Keith Ellis, Head of Food and Drink, 3i
Flexible friends
The schemes have also enhanced retailers’ flexibility in certain European markets, such as France and Germany, where the government has historically set a floor for retail prices. The French Loi Galland regime, for example (which was replaced in mid-2005) had stated that retailers could not offer prices lower than those fixed by the vendor (usually the producer). Introducing loyalty schemes meant that French retailers had an alternative means of pricing competitively.
A mine of information
For Tesco, the scheme is at the heart of its growth strategy (see case study). That said, few other retailers have experienced the same success. Supermarket chain Safeway abandoned its ABC scheme after just a couple of years of operation, claiming that, at around €75m a year, it was too costly to run. Even those that survive aren’t necessarily reaping the full benefits.

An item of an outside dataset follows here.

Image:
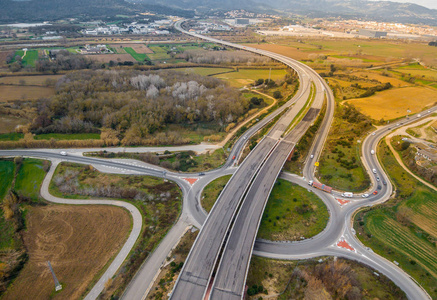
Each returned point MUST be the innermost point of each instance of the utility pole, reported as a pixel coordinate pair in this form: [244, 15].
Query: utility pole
[58, 286]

“Most large players in Europe have loyalty schemes, but many haven’t worked well,” says Paul Alexander of marketing consultancy Dunnhumby, the company that advises Tesco on its Clubcard programme. Part of the problem is to do with implementation, he says. “Customer loyalty is about rewarding behaviour that you seek.

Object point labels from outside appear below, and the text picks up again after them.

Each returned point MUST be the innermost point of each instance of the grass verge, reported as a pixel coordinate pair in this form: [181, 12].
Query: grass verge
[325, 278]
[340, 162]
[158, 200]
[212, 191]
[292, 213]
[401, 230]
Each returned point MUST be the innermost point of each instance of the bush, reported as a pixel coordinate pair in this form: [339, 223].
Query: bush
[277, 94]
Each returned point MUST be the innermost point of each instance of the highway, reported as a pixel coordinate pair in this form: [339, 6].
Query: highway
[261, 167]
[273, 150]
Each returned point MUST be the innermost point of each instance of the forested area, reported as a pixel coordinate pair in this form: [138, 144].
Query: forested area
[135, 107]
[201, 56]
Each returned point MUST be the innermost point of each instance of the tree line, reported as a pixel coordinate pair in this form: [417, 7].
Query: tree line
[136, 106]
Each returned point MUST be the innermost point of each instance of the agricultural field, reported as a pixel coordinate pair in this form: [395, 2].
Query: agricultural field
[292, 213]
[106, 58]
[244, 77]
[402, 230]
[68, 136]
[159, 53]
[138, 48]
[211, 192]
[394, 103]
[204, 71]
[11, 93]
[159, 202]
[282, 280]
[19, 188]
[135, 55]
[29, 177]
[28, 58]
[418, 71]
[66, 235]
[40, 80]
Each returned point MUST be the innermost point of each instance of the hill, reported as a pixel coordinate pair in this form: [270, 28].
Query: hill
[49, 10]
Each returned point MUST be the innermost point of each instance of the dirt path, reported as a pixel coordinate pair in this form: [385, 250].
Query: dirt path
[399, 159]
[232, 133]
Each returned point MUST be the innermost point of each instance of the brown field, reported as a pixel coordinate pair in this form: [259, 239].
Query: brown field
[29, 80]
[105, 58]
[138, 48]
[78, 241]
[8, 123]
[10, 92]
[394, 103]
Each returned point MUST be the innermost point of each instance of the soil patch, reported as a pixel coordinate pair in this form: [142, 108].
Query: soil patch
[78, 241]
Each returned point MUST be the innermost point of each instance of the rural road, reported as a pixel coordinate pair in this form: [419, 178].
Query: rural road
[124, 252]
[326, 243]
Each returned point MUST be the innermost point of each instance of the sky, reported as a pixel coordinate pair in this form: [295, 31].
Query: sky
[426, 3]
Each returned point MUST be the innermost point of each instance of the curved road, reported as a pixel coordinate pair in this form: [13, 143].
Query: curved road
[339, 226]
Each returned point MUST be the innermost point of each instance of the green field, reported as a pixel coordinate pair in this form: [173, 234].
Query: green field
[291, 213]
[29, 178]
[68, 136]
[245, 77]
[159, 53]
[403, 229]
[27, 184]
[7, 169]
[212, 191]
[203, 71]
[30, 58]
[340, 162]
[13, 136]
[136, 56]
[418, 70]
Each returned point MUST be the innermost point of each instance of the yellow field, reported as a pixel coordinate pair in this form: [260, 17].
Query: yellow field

To make schemes work, you have to know exactly what it is you want from your customers. Is it more frequent visits? Fuller shopping baskets? Or buying higher-margin goods? Just having a loyalty scheme in place does not earn you loyalty – it is simply a tool.”
It’s also to do with how the information is used. “A lot of retailers use their loyalty cards as discount cards and don’t do anything meaningful with the data they collect,” says Keith Ellis, head of food and drink at 3i. “And that makes it expensive. If you don’t use the data, then you may as well just do away with the card and reduce prices.”
Untapped potential
The problem is that a lot of schemes are set up with the best of intentions but not enough thought. “Some programmes are simply add-ons to a retailer’s accounting and inventory systems,” explains Brian Sinclair, client services director at Loyalty Management. “To make it work, the marketing database has to be integral to the project.”

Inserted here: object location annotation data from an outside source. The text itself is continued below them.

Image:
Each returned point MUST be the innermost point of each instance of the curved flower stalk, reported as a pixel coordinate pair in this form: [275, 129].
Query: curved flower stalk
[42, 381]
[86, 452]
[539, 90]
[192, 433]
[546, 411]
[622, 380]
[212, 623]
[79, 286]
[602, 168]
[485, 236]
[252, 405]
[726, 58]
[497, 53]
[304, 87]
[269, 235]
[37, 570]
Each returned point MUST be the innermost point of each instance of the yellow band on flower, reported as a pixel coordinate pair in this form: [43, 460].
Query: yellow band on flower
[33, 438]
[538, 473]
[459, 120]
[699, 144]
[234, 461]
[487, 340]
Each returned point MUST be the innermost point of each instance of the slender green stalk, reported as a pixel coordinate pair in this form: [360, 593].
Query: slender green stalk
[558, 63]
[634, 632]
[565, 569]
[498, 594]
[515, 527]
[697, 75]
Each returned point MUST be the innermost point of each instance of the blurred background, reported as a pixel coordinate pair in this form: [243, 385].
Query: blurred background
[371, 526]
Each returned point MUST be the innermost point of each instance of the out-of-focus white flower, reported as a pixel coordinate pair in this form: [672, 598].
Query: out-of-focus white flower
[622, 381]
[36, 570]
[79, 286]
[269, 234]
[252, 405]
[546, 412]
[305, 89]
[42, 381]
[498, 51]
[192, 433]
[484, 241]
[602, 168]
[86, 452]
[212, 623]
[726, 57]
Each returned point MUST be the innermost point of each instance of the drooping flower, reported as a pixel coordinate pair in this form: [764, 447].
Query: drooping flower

The programme also has to have buy-in at the very top. “You often see retailers building great insight departments, but they wait for the directors to ask questions,” says Mike Green, chief executive of Him!, which conducts market research, mainly in the convenience store market. “You need a board level champion of the scheme – if it’s left to middle management, it just won’t work. You need the insights to be driving the strategy rather than the other way round.”
Close co-operation
Inviting suppliers to join in the act is another key to success, says Alexander. “I think people have missed a trick. The benefit of the data isn’t just for the retailer – there’s a lot of value in packaging it on and selling it to manufacturers.” When successful, this strategy can transform the traditional relationship between suppliers and retailers – an adversarial one – into a more co-operative one. “If both sides have the right information, they should be looking for the best product at the right price for the particular consumer they are targeting,” explains Alexander. “And that doesn’t always mean the lowest price for the manufacturer and the highest for the retailer.”
For those that get them right, loyalty schemes of the future could offer still more rewards for retailers – and manufacturers. Data-mining is a well-honed art, but Bernard believes retailers can glean more from the schemes. “There is still a lot of mileage in the information these schemes can collect,” he says. “There is permanent progress.”
Playing tag
With the advent of Radio Frequency Identification (RFID) technology, the options beyond simple data-mining are almost endless. “I can see a world where a customer stops at the toothpaste section and an ad appears on their trolley for a brand of toothpaste that the retailer knows the consumer hasn’t bought before,” says Alexander. “You could offer them some incentive to try that new brand. Technology is an enabler of better communication with the customer.”